Your code should (almost) never have multiple nested loops (a loop inside a loop
inside a loop). Most of the code written today should use Hashtables, simple lists and singly nested loops.
Due to abundance
of excellent libraries, we are not as focused on efficiency these days. That’s fine, as tuning can happen later on, after you
get the design right.
Elegant algorithms and performance is something you shouldn’t ignore. Writing
compact and readable code helps ensure your algorithms are clean and simple.
Layering is probably the simplest way to discuss software architecture. It first got serious attention
when John Lakos
published his book about Large-scale C++ systems.
Lakos argued that software consists of layers. The book introduced the concept of layering.
The method is this. For each software component, count the number of other components
it relies on. That is the metric of
how complex the component is.
Lakos contended a good software follows the shape of a pyramid; i.e., there’s a progressive increase in the
cummulative complexity of each component, but not in the immediate complexity. Put
differently, a good software system consists of
small, reusable building blocks, each carrying its own responsibility. In a good system, no cyclic dependencies between
components are present and the whole system is a stack of layers of functionality,
forming a pyramid.
Lakos’s work was a precursor to many developments in software engineering, most notably Refactoring.
The idea behind refactoring is continuously sculpting the software to ensure it’is structurally sound and flexible. Another major
contribution was by Dr Robert Martin from Object Mentor, who
wrote about dependecies and acyclic architectures
Among tools that help engineers deal with
system architecture are Structure 101 developed
by Headway software, and SA4J developed by my former company, Information Laboratory,
and now available from IBM.
2. Conventions and Templates
Naming conventions and basic templates are the most overlooked software
patterns, yet probably the most powerful.
Naming conventions enable software automation. For example, Java Beans framework is based on a simple naming convention for getters and setters.
And canonical URLs in del.icio.us: http://del.icio.us/tag/software take the user to the page
that has all items tagged software.
Many social software utilise naming conventions in a similar way.
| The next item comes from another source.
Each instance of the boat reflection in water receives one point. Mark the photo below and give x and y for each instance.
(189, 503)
For example, if your user name is johnsmith then likely your avatar is johnsmith.jpg and your rss feed
Naming conventions are also used in testing, for example JUnit automatically recognizes all the
methods in the class that start with prefix test.
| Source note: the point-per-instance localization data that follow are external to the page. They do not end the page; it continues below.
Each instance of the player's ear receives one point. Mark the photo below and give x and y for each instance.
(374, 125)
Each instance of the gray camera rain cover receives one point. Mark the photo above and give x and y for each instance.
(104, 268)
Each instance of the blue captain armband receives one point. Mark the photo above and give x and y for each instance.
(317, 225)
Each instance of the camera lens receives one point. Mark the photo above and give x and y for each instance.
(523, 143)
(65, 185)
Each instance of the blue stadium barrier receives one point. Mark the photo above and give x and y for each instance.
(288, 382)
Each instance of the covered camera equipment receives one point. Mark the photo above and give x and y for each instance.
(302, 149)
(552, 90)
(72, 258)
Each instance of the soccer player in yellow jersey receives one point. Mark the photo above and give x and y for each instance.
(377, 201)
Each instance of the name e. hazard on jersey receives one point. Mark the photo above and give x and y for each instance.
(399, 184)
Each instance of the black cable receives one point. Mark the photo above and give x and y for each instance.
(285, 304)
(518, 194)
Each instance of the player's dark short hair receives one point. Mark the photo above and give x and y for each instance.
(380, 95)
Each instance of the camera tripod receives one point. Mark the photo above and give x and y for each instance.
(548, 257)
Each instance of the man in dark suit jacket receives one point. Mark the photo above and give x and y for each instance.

The templates are not C++ or Java language constructs. We’re talking about template files
that contain variables and then allow binding of objects, resolution, and rendering the result for the client.
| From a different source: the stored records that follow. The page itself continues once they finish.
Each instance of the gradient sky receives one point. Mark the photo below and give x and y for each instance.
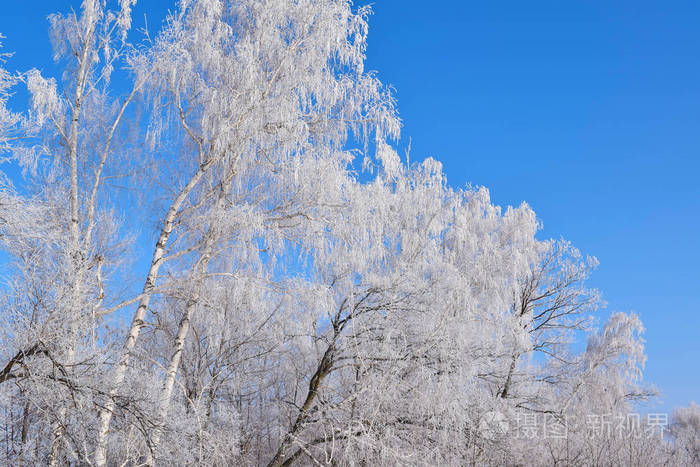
(587, 110)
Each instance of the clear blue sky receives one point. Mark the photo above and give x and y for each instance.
(587, 110)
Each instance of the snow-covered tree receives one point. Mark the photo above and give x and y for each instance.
(275, 285)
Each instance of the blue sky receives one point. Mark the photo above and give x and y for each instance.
(589, 111)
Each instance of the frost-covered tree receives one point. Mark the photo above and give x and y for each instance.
(275, 286)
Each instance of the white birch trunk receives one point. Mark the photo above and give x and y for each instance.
(137, 322)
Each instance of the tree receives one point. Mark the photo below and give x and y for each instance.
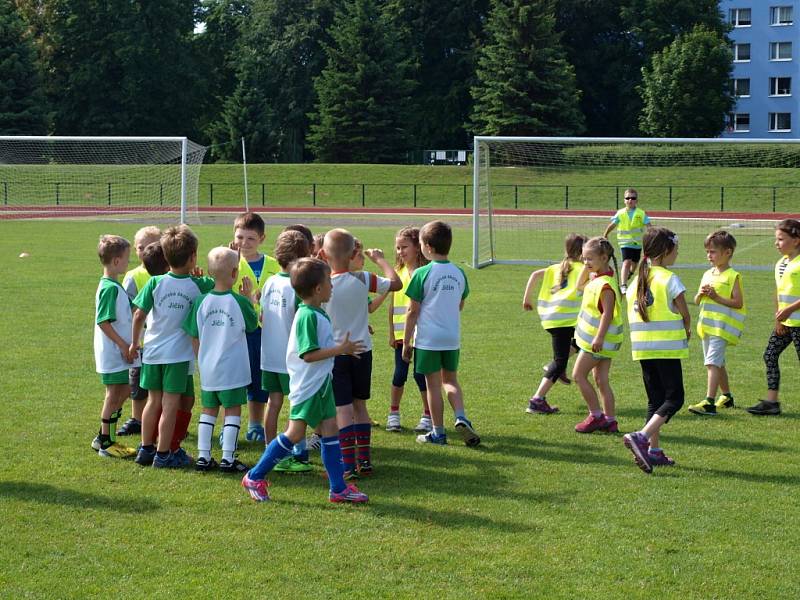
(362, 108)
(686, 90)
(525, 84)
(22, 102)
Cold Fusion was one of the first to popularize templates for web applications.
Java followed with JSPs, and recently Apache developed handy
general purpose templating for Java called Velocity. PHP can be used as its own templating engine because
it supports eval function (be careful with security). For XML programming it is standard to use XSL language
to do templates.
From generation of HTML pages to sending standardized support emails, templates are
an essential helper in any
modern software system.
The most important concept in software
is interface. Any good software is a model
of a real (or imaginary) system. Understanding how to model the problem
in terms of correct and simple interfaces is crucial. Lots of systems suffer from the extremes:
clumped, lengthy code
with little abstractions, or an overly designed system with unnecessary complexity and unused code.
Among the many books, Agile Programming by Dr Robert Martin stands out because
of focus on modeling correct interfaces.
In modeling, there are ways you can
iterate towards the right solution. Firstly, never add methods that might be useful in the
future. Be minimalist, get away with as little as possible. Secondly, don’t be afraid to recognize today that what
you did yesterday
wasn’t right. Be willing to change things. Thirdly, be patient and enjoy the process.
you will arrive at a system that feels right. Until then, keep iterating and don’t settle.